Different cell activation states were initially investigated for pro-inflammatory mediator release induced by 2.5 µg/ml Au_CHIT-H. Cells were pre-stimulated with 500 nM PMA 24 h prior to experiments, or left un-stimulated. This was followed by treatment of Au_CHIT-H for 4 and 24 h in the presence or absence of 1 ng/ml Escherichia coli-derived LPS. Treatments of medium only and LPS at 1 ng/ml served as negative controls, while or 100 ng/ml LPS was used as a positive control. Supernatants were assayed for IL-1β by ELISA. PMA priming and LPS co-stimulation were chosen to investigate further pro-inflammatory mediators using all AuNPs described in this study. THP-1 cells were treated with Au_SC at 0.2–3.2 µg/ml and Au_CHIT at 0.2–2.5 µg/ml for 4 and 24 h. Supernatants were assayed for CCL2, IL-1β, TNF-α and IL-6 by ELISA. The same controls were used as described above.

The impact of AuNPs on the complex mechanism of IL-1β secretion was further investigated. One h prior to AuNP exposure, PMA pre-stimulated THP-1 cells were incubated with 100 μM of the caspase-1 inhibitor Ac-YVAD-CMK for 1 h in serum-free medium, to inhibit the activation of the NLRP3 inflammasome. Then in medium containing FCS, cells were treated with all AuNPs (Au_SC at 3.2 µg/ml and Au_CHIT at 2.5 µg/ml) for 4 and 24 h in the presence or absence of 1 ng/ml LPS. Supernatants assayed for TNF-α and IL-1β by ELISA. The same controls were used as described above.

Determination of cyto-/chemokine release

ELISA was performed for each protein with an adaption of the manufacturer’s instructions. Briefly, the capture antibody, reconstituted in PBS, was added to wells of a 96 well plate at 0.25 (CCL2), 1 (TNF-α and IL-6) or 4 (IL-1-β) µg/ml, and left at 4 °C overnight. Subsequently, plates were kept at room temperature. Wells were then washed 3 times with wash buffer (0.05 % Tween20 in PBS) before addition of blocking buffer (1 % BSA in PBS) for 1 h.

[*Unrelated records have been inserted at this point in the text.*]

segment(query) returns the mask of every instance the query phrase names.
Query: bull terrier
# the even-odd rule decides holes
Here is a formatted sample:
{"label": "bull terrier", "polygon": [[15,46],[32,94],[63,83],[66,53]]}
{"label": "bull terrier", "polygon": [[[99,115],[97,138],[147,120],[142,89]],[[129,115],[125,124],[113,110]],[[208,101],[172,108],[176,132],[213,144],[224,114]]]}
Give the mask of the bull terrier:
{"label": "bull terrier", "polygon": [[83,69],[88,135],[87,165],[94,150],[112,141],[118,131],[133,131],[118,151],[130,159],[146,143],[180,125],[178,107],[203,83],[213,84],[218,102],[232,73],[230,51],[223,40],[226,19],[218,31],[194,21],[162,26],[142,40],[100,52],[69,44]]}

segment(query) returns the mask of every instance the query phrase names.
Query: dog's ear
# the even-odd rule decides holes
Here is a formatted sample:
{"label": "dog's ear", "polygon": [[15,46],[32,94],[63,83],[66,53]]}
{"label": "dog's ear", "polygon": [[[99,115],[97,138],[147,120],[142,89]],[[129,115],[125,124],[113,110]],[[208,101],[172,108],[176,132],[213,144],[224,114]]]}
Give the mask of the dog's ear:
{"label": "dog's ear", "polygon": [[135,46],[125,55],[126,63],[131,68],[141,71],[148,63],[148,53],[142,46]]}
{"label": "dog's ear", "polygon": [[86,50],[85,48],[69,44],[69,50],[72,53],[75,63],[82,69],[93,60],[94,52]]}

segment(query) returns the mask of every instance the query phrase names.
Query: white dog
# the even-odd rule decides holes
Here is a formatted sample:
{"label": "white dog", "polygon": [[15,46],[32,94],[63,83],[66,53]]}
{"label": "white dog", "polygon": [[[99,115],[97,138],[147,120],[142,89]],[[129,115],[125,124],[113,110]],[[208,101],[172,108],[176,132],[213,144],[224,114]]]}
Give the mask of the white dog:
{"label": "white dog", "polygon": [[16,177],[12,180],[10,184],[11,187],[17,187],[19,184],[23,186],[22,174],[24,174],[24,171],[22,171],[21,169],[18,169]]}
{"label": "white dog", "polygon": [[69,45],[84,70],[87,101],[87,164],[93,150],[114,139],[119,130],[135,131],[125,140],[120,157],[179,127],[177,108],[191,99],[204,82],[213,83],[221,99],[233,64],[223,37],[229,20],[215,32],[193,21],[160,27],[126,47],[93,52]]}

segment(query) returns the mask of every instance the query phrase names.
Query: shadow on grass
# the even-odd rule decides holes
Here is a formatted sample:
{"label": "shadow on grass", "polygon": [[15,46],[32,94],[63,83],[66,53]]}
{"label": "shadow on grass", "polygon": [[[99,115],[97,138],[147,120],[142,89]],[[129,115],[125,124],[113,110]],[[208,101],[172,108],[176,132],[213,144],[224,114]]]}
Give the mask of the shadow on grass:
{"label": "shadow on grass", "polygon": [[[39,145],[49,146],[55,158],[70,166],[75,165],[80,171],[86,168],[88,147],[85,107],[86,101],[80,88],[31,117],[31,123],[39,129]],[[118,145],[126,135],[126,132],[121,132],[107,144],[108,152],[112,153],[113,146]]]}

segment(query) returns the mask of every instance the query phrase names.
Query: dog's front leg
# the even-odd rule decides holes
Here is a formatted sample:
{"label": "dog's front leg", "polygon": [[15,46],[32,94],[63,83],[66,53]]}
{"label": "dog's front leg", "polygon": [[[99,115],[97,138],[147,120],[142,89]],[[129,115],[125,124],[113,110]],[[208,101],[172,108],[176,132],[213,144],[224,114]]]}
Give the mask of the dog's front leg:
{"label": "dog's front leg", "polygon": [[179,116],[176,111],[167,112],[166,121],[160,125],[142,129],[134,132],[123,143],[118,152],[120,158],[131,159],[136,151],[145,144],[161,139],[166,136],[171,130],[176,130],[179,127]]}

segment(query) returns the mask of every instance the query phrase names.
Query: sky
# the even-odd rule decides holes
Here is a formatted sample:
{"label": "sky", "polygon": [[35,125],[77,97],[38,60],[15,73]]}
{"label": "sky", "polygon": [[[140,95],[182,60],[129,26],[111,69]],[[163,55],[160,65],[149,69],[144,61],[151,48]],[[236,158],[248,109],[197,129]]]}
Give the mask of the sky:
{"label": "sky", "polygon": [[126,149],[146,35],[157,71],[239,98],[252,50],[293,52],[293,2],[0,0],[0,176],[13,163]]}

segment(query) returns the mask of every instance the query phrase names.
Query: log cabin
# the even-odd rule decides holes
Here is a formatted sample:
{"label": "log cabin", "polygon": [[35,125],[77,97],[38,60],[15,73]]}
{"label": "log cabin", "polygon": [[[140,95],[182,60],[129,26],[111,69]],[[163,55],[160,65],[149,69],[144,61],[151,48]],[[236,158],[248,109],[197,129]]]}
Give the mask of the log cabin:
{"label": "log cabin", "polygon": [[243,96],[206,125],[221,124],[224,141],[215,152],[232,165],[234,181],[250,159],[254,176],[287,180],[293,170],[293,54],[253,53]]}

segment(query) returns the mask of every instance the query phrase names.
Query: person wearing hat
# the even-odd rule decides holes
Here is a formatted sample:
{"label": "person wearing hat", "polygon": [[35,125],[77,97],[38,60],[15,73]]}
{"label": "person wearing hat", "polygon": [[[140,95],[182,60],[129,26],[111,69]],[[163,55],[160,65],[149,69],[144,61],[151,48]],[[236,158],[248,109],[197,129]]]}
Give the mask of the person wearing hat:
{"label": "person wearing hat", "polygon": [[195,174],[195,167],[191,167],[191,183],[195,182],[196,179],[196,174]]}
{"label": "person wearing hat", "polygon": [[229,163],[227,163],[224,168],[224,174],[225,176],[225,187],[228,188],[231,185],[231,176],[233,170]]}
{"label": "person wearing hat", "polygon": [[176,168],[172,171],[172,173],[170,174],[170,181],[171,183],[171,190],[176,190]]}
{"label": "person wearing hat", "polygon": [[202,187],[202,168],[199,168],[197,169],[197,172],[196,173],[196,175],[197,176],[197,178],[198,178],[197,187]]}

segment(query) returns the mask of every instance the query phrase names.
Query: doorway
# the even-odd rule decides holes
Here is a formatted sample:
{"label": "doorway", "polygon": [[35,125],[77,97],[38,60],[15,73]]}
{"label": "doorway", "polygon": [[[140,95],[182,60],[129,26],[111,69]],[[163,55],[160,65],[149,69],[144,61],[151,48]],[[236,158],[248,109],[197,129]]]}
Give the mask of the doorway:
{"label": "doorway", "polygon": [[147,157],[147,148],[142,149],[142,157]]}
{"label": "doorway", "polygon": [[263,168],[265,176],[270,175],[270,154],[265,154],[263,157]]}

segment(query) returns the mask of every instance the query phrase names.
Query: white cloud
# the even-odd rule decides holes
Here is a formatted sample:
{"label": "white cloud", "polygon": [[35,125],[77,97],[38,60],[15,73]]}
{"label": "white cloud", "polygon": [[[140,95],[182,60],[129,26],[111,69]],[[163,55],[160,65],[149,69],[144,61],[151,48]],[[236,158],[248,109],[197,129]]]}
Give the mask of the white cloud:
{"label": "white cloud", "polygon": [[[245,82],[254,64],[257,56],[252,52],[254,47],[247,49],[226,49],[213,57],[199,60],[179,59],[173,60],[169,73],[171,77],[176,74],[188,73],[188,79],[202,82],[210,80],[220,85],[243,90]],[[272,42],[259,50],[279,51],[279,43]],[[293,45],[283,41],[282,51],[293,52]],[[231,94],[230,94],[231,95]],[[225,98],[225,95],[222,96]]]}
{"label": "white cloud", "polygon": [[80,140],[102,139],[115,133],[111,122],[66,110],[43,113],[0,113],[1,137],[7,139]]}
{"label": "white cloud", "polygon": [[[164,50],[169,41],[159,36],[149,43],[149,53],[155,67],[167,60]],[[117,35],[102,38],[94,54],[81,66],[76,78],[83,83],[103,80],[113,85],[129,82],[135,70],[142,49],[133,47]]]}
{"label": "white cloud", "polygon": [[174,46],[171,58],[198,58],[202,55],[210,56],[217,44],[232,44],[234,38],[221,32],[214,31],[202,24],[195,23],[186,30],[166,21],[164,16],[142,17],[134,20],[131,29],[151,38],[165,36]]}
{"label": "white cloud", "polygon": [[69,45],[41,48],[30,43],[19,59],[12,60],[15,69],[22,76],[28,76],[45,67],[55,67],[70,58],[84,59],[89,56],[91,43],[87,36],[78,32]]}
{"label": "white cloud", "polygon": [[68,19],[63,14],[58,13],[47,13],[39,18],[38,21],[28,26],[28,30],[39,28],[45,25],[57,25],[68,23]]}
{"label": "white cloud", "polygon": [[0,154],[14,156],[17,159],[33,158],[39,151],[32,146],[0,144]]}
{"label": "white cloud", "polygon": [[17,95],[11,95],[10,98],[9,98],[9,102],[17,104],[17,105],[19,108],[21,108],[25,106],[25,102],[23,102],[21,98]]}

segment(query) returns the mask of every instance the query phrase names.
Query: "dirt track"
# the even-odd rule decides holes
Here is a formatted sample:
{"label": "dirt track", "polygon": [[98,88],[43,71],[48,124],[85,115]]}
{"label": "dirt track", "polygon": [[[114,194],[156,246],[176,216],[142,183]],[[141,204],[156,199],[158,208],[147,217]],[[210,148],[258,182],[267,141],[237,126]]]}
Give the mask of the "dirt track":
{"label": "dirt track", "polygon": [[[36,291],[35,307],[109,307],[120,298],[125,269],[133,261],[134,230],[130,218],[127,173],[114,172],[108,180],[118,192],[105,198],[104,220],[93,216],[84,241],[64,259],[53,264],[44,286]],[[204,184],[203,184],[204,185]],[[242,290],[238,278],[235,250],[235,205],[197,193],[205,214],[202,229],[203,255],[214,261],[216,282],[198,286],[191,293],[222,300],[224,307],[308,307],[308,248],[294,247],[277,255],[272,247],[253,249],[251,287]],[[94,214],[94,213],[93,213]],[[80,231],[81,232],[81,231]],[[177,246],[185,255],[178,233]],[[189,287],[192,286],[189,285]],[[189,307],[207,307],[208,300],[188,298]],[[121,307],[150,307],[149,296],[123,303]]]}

Following another wash step, standards, at 0-1000 (CCL2), 0-2000 (TNF-α and IL-6) or 0-250 (IL-1-β) pg/ml, and samples were added for 2 h, with subsequent wash step. Detection antibody, diluted to 500 (CCL2, TNF-α and IL-6) or 200 (IL-1-β) ng/ml in assay diluent (0.05 % Tween-20 and 0.1 % BSA in PBS), was added for 2 h, and plates were subsequently washed. An avidin-HRP conjugate was added for 30 min. A final wash step was performed, followed by the addition of a TMB substrate. After the reaction was stopped, using 2 M H2SO4, the plates were measured on a plate reader (Infinity 200 Pro, Tecan, Groedig, Austria) at 450 nm with a reference wavelength of 650 nm, and protein concentrations determined with use of protein standard curves.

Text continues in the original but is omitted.